Николай Шундик - Белый шаман
– Зареви в свою трубу. Только не оглуши меня. – Пойгин часто замигал, ожидая чего-то невероятного.
Рыжебородый приложил узкий конец трубы ко рту, издал несколько различных, не столь уж и громких звуков. В них не было ничего устрашающего, однако Пойгин всё ещё напряжённо мигал; наконец спросил:
– Громче можешь?
– Могу. Но не хочу тебя пугать. Это может каждый, надо лишь немного поучиться. Попробуй сам. Дуй вот сюда.
Невольное любопытство одолело осторожность Пойгина. Он приложил конец трубы ко рту, принялся дуть. Но, кроме шипения, ничего из трубы не шло. Пойгин набрал полные лёгкие воздуха, принялся дуть до натуги в лице; щёки его раздувались, а труба если не шипела, то в лучшем случае хрипела.
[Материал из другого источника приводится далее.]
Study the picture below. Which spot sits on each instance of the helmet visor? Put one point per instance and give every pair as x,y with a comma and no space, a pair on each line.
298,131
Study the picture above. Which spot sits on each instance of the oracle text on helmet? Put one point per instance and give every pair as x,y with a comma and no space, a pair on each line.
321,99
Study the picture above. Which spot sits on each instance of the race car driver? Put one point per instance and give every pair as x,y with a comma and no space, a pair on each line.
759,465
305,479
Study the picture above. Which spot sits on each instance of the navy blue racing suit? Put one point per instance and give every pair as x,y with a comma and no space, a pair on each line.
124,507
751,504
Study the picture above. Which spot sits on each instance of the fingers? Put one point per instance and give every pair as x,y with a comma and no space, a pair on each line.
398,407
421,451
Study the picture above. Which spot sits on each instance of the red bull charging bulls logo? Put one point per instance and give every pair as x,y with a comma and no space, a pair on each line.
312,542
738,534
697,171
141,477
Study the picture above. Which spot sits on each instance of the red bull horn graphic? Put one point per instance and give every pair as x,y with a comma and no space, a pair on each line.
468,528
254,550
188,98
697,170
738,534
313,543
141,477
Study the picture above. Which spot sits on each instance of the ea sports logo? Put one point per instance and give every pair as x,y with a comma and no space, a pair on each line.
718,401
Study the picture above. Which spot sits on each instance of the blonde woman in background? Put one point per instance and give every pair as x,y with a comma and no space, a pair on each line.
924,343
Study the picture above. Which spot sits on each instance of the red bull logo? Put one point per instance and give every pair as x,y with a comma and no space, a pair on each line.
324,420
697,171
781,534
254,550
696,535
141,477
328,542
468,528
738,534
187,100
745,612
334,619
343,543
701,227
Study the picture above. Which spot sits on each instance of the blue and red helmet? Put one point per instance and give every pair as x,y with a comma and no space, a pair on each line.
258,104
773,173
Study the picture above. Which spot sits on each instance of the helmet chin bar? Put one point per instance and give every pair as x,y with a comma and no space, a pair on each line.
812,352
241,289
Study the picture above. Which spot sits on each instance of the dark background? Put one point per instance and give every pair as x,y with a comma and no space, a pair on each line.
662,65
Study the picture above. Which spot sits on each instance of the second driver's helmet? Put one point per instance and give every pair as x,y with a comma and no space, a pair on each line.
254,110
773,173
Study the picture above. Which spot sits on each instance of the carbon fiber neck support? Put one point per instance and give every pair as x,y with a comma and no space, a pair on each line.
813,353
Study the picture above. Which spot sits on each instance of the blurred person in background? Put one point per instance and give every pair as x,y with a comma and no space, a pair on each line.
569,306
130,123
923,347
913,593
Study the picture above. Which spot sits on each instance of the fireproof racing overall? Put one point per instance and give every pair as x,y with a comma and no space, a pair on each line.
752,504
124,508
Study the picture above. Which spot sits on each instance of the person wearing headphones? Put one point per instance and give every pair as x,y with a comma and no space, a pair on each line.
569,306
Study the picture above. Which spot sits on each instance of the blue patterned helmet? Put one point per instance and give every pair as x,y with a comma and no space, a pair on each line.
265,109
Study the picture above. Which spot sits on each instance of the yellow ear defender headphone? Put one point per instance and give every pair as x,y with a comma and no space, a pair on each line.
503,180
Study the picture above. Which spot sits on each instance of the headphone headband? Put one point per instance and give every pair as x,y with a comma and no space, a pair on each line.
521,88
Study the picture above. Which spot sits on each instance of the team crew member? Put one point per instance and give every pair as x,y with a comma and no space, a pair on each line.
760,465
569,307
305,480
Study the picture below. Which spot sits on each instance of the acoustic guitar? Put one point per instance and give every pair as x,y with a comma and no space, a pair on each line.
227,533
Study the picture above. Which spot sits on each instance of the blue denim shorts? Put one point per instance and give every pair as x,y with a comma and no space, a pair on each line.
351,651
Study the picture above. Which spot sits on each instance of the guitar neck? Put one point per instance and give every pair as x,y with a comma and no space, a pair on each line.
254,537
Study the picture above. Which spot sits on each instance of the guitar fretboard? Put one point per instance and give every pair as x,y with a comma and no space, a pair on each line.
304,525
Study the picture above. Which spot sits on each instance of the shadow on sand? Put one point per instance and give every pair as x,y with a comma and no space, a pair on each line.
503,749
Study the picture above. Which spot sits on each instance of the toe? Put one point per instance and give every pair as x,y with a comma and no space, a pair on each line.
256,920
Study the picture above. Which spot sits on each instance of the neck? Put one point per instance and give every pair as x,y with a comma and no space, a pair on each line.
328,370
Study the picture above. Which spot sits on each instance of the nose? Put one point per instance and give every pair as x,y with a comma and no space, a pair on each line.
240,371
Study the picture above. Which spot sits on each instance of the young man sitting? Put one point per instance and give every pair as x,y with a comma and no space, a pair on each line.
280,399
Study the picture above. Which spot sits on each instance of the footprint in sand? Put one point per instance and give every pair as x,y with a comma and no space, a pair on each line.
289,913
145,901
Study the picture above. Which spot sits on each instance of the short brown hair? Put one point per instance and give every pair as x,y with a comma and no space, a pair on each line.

– Не слушается, – огорчённо сказал Пойгин, постучав согнутым пальцем по трубе. – Голос этой трубы не похож ни на какой другой из тех, которые мне приходилось слышать.
Каждый следующий шаг Пойгина в этом странном жилище, где люди создали в зимнюю пору лето, приносил новые и новые невероятные открытия. Рыжебородый ввёл его в своё, как он сам сказал, спальное вместилище.
– По-русски это называется квартира, – терпеливо объяснял он, – здесь мы едим, а вот здесь спим. Подставка эта называется кровать.
– Как же ты не боишься спать на ней? Ночью можно упасть, зашибиться о дерево, – Пойгин топнул несколько раз ногой, потом нагнулся, потрогал пол рукой. – Может, ты себя на ночь ремнями привязываешь?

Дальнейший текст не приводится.